A rede de organizações socioambientais Observatório do Clima lançou, nesta quarta-feira (4), a Agenda Legislativa 2026, que analisa principais propostas tramitando no Congresso Nacional e representam ameaça de dano socioambiental.
Conhecida como Pacote da Destruição, a agenda abrange quase 50 projetos de lei (PLs) e propostas de emenda à Constituição (PECs).
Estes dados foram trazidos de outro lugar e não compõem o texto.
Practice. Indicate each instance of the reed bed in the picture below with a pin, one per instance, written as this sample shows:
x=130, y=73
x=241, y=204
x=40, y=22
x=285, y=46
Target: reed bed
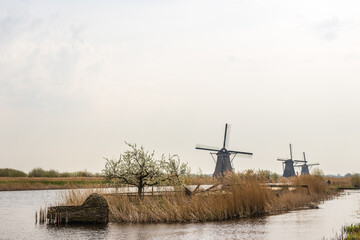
x=242, y=195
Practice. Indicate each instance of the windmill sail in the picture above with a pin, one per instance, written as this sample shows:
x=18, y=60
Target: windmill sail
x=223, y=162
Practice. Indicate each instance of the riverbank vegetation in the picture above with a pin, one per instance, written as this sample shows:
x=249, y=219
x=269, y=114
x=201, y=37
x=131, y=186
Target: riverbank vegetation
x=241, y=195
x=43, y=183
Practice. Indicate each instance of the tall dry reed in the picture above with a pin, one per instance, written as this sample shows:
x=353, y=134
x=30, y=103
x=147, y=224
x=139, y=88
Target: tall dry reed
x=241, y=195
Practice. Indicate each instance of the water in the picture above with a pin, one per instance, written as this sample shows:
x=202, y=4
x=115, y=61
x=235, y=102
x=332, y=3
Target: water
x=17, y=221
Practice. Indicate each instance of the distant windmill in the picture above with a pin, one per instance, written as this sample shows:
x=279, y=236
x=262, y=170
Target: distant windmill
x=288, y=165
x=306, y=167
x=223, y=162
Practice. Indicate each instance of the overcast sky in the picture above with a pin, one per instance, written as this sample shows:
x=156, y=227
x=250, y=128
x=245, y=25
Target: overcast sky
x=78, y=78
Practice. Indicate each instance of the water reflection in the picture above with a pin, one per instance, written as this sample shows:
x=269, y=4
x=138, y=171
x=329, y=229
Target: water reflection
x=17, y=211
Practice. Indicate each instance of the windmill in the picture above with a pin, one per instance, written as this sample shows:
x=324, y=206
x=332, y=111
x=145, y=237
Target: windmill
x=306, y=167
x=223, y=162
x=288, y=164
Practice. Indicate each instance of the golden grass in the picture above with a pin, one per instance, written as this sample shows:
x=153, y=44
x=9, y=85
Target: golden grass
x=243, y=195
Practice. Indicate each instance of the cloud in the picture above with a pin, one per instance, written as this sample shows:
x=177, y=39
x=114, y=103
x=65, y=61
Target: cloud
x=331, y=28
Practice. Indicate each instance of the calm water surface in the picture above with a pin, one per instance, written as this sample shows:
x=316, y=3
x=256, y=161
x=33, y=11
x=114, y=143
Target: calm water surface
x=17, y=221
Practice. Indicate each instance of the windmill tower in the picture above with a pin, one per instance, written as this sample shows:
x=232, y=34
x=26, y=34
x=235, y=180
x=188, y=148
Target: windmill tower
x=306, y=167
x=288, y=164
x=223, y=162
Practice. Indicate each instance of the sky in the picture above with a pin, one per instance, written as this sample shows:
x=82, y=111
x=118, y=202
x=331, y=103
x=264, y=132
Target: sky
x=79, y=78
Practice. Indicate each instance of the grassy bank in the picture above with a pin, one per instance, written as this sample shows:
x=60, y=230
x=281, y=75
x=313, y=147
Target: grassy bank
x=41, y=183
x=243, y=196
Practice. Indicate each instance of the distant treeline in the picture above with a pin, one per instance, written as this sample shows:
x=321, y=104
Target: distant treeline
x=9, y=172
x=39, y=172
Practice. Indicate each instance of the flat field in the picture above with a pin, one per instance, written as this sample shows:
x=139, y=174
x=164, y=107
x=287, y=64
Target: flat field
x=40, y=183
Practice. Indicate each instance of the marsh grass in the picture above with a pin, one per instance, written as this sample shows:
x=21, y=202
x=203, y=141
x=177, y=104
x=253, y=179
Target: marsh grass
x=242, y=195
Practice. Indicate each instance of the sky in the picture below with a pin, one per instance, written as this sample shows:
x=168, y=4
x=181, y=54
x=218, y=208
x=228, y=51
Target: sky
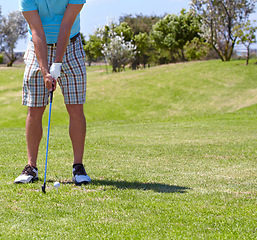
x=96, y=13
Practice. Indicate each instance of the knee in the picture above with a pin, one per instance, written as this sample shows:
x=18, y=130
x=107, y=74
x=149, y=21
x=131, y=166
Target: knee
x=35, y=112
x=76, y=111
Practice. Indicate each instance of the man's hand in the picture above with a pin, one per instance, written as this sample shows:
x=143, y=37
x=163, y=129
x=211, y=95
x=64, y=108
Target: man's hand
x=55, y=70
x=50, y=82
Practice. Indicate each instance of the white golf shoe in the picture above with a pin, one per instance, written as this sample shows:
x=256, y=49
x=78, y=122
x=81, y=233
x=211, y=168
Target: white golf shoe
x=29, y=174
x=79, y=175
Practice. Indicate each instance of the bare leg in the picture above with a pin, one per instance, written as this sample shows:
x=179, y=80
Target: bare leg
x=34, y=133
x=77, y=130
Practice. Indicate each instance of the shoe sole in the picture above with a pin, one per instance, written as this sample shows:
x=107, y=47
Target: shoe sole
x=82, y=183
x=31, y=181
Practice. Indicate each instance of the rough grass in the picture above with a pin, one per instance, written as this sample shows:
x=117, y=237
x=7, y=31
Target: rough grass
x=171, y=151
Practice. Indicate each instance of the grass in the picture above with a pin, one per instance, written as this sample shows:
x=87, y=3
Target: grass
x=171, y=151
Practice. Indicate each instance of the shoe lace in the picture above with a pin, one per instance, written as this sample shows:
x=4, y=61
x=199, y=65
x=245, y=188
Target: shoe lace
x=80, y=170
x=28, y=170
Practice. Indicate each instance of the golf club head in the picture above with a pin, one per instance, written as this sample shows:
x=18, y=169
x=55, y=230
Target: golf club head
x=44, y=188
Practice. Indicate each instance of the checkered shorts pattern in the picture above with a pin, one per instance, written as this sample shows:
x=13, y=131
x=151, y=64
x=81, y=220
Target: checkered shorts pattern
x=72, y=80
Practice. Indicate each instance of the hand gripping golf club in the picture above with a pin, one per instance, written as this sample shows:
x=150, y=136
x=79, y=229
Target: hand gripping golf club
x=47, y=143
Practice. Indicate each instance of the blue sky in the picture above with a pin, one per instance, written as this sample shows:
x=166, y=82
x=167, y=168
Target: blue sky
x=96, y=12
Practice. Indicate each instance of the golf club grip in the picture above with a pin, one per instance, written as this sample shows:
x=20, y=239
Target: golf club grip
x=51, y=96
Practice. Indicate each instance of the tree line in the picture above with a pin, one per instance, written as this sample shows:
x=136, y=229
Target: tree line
x=209, y=28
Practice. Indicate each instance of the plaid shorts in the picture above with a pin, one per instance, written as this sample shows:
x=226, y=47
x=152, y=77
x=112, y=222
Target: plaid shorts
x=72, y=80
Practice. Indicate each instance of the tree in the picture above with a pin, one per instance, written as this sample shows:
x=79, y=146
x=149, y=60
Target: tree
x=142, y=42
x=246, y=35
x=12, y=28
x=196, y=49
x=118, y=51
x=124, y=30
x=218, y=18
x=173, y=32
x=140, y=23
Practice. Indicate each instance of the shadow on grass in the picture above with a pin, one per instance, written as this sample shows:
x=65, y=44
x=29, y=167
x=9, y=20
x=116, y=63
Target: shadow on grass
x=157, y=187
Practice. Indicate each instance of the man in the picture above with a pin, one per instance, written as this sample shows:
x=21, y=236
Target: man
x=55, y=54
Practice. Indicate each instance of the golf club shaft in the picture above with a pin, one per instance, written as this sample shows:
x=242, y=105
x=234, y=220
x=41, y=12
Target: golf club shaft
x=48, y=133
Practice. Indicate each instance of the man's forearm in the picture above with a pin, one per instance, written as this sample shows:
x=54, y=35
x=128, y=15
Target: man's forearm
x=62, y=43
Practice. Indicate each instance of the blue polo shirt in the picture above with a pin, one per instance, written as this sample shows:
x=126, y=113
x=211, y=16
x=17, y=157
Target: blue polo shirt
x=51, y=13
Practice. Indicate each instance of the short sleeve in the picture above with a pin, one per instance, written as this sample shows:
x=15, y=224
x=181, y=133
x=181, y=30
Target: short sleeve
x=77, y=1
x=27, y=5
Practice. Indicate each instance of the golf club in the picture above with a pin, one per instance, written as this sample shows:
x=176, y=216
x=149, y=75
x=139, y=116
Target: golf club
x=47, y=143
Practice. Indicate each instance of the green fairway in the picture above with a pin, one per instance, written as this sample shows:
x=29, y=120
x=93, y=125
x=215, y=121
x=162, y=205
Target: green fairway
x=171, y=151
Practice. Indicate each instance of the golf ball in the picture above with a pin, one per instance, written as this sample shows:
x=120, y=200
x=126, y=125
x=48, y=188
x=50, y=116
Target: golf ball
x=57, y=184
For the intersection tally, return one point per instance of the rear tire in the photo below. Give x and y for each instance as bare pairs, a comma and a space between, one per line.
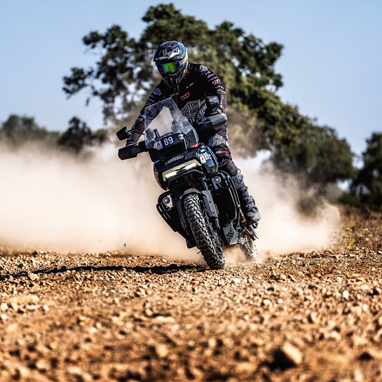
205, 236
248, 246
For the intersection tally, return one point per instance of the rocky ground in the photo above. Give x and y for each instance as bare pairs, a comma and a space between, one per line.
116, 317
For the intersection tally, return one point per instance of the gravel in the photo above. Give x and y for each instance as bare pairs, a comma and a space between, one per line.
119, 317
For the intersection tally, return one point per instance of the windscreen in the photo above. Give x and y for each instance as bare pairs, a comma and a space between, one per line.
163, 118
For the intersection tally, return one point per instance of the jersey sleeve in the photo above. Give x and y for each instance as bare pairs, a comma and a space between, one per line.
214, 85
139, 126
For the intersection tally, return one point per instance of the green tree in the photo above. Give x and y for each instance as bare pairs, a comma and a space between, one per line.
367, 186
124, 75
17, 130
316, 155
79, 135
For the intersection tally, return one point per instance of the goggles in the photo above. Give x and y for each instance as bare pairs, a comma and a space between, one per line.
170, 67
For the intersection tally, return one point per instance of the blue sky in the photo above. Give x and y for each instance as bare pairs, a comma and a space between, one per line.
331, 63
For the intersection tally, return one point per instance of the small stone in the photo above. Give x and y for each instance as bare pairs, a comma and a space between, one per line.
313, 319
162, 319
287, 356
369, 354
266, 302
161, 350
33, 276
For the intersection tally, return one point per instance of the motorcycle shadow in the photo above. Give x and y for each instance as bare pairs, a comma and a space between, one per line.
160, 270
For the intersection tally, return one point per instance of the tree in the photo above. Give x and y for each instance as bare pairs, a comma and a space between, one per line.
17, 130
367, 186
79, 135
124, 76
316, 155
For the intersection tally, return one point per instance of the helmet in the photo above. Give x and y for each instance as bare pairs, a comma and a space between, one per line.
171, 59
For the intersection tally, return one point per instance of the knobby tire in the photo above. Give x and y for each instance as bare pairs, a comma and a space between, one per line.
208, 244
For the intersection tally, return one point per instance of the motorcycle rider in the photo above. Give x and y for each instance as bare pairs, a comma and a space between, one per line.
189, 84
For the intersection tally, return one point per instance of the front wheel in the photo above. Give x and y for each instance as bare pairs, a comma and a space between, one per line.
205, 236
248, 246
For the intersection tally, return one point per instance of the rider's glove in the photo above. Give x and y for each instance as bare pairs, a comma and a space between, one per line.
130, 143
216, 110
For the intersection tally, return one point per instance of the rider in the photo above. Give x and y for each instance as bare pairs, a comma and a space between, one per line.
188, 85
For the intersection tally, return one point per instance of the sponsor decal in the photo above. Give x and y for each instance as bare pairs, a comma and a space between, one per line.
174, 159
190, 109
174, 53
192, 83
158, 145
185, 96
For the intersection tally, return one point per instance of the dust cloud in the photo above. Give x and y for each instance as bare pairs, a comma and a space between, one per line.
52, 201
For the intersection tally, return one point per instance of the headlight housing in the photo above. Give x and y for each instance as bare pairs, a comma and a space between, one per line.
170, 173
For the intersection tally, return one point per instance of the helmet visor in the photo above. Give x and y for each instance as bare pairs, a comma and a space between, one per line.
170, 67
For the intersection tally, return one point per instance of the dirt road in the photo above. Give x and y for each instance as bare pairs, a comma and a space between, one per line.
116, 317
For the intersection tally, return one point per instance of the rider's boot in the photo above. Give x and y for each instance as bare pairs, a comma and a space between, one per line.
247, 202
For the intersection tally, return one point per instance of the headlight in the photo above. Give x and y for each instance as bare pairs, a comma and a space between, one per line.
177, 169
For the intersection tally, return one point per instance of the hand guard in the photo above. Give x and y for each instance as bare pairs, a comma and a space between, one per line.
216, 110
130, 143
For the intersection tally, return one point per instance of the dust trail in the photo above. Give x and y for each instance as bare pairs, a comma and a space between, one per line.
49, 200
54, 201
282, 228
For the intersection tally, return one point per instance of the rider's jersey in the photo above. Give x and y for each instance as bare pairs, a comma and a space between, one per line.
190, 95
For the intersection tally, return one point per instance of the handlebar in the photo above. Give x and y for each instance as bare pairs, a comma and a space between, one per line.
209, 122
132, 151
202, 125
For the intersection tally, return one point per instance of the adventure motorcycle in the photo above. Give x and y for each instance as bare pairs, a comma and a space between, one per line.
201, 202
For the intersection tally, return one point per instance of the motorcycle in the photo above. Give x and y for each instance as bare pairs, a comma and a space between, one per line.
200, 201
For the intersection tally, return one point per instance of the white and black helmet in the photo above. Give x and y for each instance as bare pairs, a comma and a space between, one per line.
171, 59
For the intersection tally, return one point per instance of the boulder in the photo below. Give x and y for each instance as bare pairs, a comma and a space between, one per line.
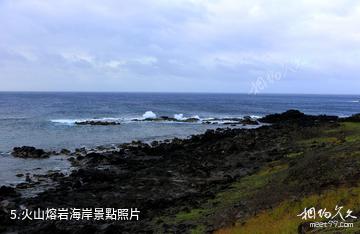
29, 152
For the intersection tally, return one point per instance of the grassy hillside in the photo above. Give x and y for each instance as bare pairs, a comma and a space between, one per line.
320, 167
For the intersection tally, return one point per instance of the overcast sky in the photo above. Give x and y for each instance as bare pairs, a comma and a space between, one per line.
282, 46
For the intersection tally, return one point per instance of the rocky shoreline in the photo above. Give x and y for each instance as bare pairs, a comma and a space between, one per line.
165, 179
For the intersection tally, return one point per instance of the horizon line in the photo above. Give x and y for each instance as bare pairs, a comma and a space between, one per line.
177, 92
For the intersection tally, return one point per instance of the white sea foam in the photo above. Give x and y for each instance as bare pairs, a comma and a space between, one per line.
65, 121
149, 115
179, 117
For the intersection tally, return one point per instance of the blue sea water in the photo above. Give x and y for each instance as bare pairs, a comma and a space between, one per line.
45, 119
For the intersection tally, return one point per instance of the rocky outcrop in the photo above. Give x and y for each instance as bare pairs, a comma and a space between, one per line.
295, 116
29, 152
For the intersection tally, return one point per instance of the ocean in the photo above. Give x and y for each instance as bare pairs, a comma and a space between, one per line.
46, 120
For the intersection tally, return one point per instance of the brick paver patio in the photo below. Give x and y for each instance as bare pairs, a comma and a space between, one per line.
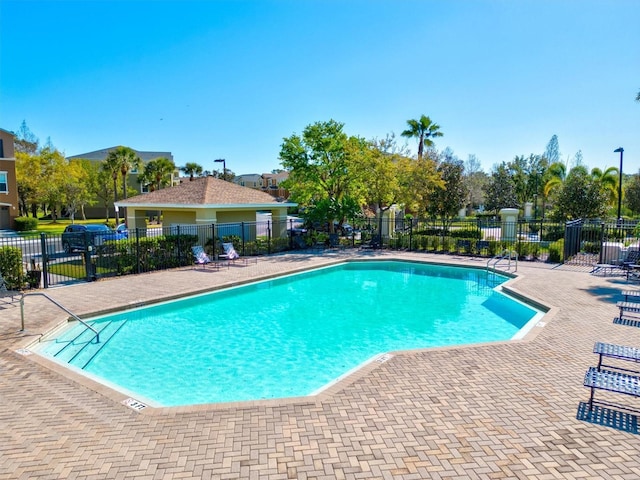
504, 410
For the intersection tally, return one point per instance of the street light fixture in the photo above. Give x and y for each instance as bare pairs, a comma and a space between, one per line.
224, 167
619, 150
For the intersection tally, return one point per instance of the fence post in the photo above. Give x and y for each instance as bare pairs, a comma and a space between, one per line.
601, 242
410, 234
45, 260
243, 239
138, 261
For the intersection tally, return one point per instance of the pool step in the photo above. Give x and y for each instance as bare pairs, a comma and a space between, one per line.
81, 350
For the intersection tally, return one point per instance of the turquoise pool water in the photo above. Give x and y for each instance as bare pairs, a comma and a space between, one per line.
289, 336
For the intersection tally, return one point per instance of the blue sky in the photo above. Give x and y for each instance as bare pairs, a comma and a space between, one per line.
231, 79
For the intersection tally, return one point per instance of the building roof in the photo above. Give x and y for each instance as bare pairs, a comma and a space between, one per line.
204, 192
102, 154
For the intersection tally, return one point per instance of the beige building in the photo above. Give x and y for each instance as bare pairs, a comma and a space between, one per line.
205, 201
266, 182
8, 182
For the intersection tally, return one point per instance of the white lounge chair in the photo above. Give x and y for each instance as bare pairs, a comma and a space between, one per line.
230, 254
200, 257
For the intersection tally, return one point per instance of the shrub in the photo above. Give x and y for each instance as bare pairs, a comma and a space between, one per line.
556, 251
553, 233
469, 233
11, 267
26, 224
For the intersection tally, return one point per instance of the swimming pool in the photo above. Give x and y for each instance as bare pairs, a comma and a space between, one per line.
288, 336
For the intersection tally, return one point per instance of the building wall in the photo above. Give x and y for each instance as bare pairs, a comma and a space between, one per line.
9, 198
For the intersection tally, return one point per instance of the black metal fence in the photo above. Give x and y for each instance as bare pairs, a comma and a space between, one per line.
47, 260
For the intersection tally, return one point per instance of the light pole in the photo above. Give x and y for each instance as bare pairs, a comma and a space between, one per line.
620, 150
224, 167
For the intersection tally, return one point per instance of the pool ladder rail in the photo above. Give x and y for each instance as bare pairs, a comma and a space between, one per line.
507, 260
80, 351
66, 310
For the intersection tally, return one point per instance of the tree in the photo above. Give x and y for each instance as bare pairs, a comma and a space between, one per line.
158, 172
321, 165
75, 187
500, 190
608, 182
475, 180
53, 175
192, 169
122, 159
424, 130
111, 165
446, 200
581, 196
26, 141
29, 180
378, 174
100, 184
552, 152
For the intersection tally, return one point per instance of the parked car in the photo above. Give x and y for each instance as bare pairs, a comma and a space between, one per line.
74, 237
123, 231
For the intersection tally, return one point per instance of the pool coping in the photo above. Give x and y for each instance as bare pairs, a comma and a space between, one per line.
147, 408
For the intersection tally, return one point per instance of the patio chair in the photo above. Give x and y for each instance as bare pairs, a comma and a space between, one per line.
231, 255
200, 257
631, 263
374, 243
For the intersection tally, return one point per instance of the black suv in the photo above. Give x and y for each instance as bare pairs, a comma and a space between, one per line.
77, 237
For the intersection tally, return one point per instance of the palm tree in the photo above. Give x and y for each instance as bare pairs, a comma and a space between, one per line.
192, 169
111, 165
159, 171
126, 159
423, 129
608, 181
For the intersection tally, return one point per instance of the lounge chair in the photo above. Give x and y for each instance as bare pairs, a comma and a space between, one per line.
374, 243
201, 258
231, 255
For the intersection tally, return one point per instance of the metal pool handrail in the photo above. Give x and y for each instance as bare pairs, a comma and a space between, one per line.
62, 307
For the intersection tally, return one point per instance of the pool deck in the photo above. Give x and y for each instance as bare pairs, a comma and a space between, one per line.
505, 410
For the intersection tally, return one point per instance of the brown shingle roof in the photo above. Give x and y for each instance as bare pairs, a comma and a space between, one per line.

De acordo com o documento, construído por 161 organizações sociais e institutos de pesquisa, mais de 75% dessas pautas negativas tiveram alguma movimentação ao longo de 2025.
Entre as propostas destacadas está o Marco Temporal (PEC 48/2023), que limita a demarcação de terras indígenas a áreas ocupadas ou em disputa em 5 de outubro de 1988. A medida foi aprovada pelo Senado em dezembro de 2025 e aguarda apreciação na Câmara dos Deputados.
Outros projetos incluem o PL 510/2021 e o PL 2633/2020, que flexibilizam normas de regularização fundiária e podem facilitar a grilagem de terras públicas, além do PL 2374/2020, que estende a regularização de reservas legais desmatadas de 2008 para 2012.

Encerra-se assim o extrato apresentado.